Land zoned for housing left vacant hurts taxpayers as well as residents needing housing.

The proposed $40 million, 240-unit affordable, modern workforce housing project along US 550 between Paseo del Volcan and Safelite Boulevard will provide living spaces for those earning what many of our starting public-safety workers and teacher aides make.

Now, the 11-acre vacant site generates a meager $6,900 in property taxes annually, which after distribution to schools and the municipality, leaves less than $1,500 for county operations.

The empty site generates no gross receipts tax income that supports public safety and other social services for seniors and citizens in need. The developer has previously built similar quality facilities in Rio Rancho and Albuquerque that are a credit to tenants and owners alike.

However, there have been several questions raised about his project.

Why does the project have to be built in the proposed location?

The project could not be in a more ideal location, across from an arroyo next to an existing well-maintained apartment complex with direct access to a major highway with open space beyond, adjoining to public transportation and near employers.

Housing is built where infrastructure exists, where it is near employers so residents don’t have to commute far, and where amenities such as grocery stores, restaurants and other basic services are adjacent. Residents will spend their income at these local businesses and pay taxes that support our community.

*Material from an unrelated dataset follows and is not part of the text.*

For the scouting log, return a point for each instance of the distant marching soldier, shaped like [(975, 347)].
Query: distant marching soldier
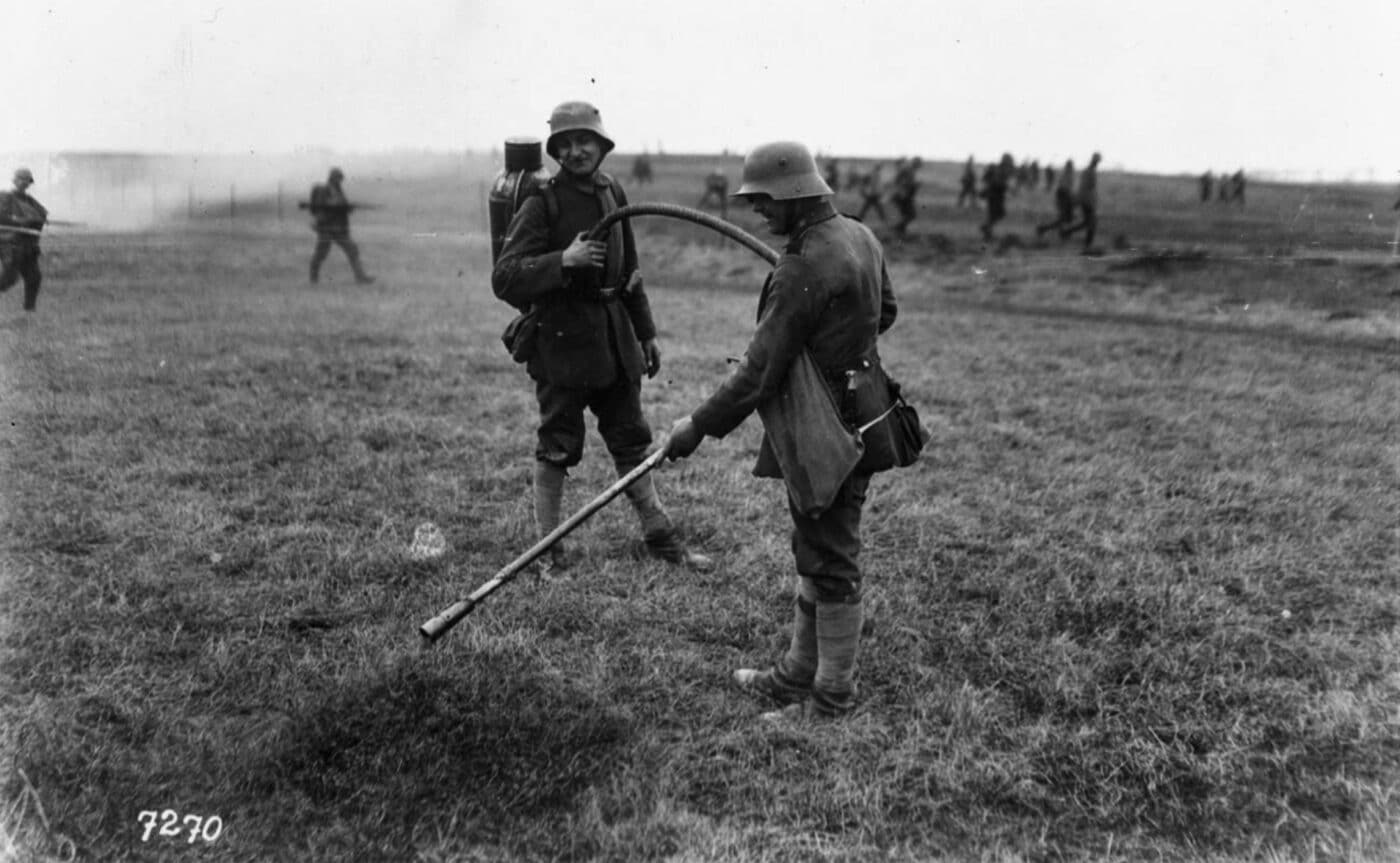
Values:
[(1238, 187), (716, 189), (833, 174), (968, 191), (905, 189), (1063, 203), (21, 220), (641, 168), (331, 220), (996, 181), (1088, 201), (872, 189)]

Why would the county borrow such a large amount for a private project?

The county is not borrowing a single penny. Private Activity Bonds, much like Industrial Revenue Bonds, are a form of conduit financing.

The county issues bonds on behalf of the project and they are purchased on the open market. Bondholders assume all of the risk, and the project developer assumes all of the liability. The county is held harmless.

PABs are primarily a mechanism for tax abatement, without which the project could not be built.

Currently, the site generates no gross receipts tax income. Once completed, the development is projected to generate over $60,000 in GRT for Rio Rancho and Bernalillo, and over $22,000 per year in new GRT for the county from residents who buy dining, clothing and groceries.

In addition, the completed project will increase property tax equivalent revenues by more than 1,400 percent. That is money that can help maintain and improve roads, senior centers, public safety and more.

Lastly, the 550 Paseo Apartments project will inject $37 million of new money into our economies from the materials and labor used to build the facility. Estimates show we could realize another $105 million in GRT just from the construction.

Our local governments desperately need that income to recover from the coronavirus slowdown. More than 95 percent of the project contractors are headquartered in Rio Rancho or Bernalillo, which puts our neighbors to work!

Jobs, quality housing and increased revenue. It’s a win-win-win for our towns, the county and our workers. Why wouldn’t we approve this project?

(Jay Block is a Republican representing District 4 on the Sandoval County Commission.)